Orange County was one of the first areas of Florida to turn Republican. It swung from a 15-point victory for Franklin D. Roosevelt in 1944 to a seven-point victory for Thomas E. Dewey in 1948. It eventually became one of the stronger Republican bastions in Florida, as evidenced when it gave Barry Goldwater 56 percent of its vote in 1964. For most of the second half of the 20th century, it was one of the more conservative urban counties in Florida and the nation. From 1948 to 1988, Democrats only cracked the 40 percent barrier twice, in 1964 and 1976. However, the Republican edge narrowed considerably in the 1990s. George H. W. Bush fell from 67 percent of the vote in 1988 to only 45.9 percent in 1992. In 1996, Bob Dole only won the county by 520 votes.
In September 2000, Democrats overtook Republicans in voter registration. This was a factor in Al Gore becoming the first Democratic presidential candidate to carry the county since 1944. John Kerry narrowly carried the county in 2004. In 2008, however, Orange County swung hard to Barack Obama, who won it by the largest margin for a Democrat since Roosevelt.
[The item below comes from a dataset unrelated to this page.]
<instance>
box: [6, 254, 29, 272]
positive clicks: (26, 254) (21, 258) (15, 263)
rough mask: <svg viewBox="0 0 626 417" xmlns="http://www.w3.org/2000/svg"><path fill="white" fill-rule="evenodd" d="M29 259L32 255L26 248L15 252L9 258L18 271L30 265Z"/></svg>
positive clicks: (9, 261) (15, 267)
In the years since, it has become one of the strongest Democratic bastions in Florida.
Since 2000, Republicans have yet to retake the advantage they once enjoyed. In the twelve years that followed, Democrats experienced a modest increase in their voter registration percentage from 41.40% to 42.73% of the electorate. Minor party voters also had modest growth, increasing from 2.17% to 2.37%. In contrast, Republicans experienced a sharp decrease in registered voters, sliding from 40.95% in 2000 down to 29.85% in 2012. The beneficiary of the Republican losses have been unaffiliated voters. The percentage of the electorate identifying as an unaffiliated voter increased from 15.47% to 25.06% during this same period. Orange County is one of two different counties in the entire nation to have voted for Al Gore in 2000 after voting for Dole in 1996, a distinction it shares with Charles County, Maryland.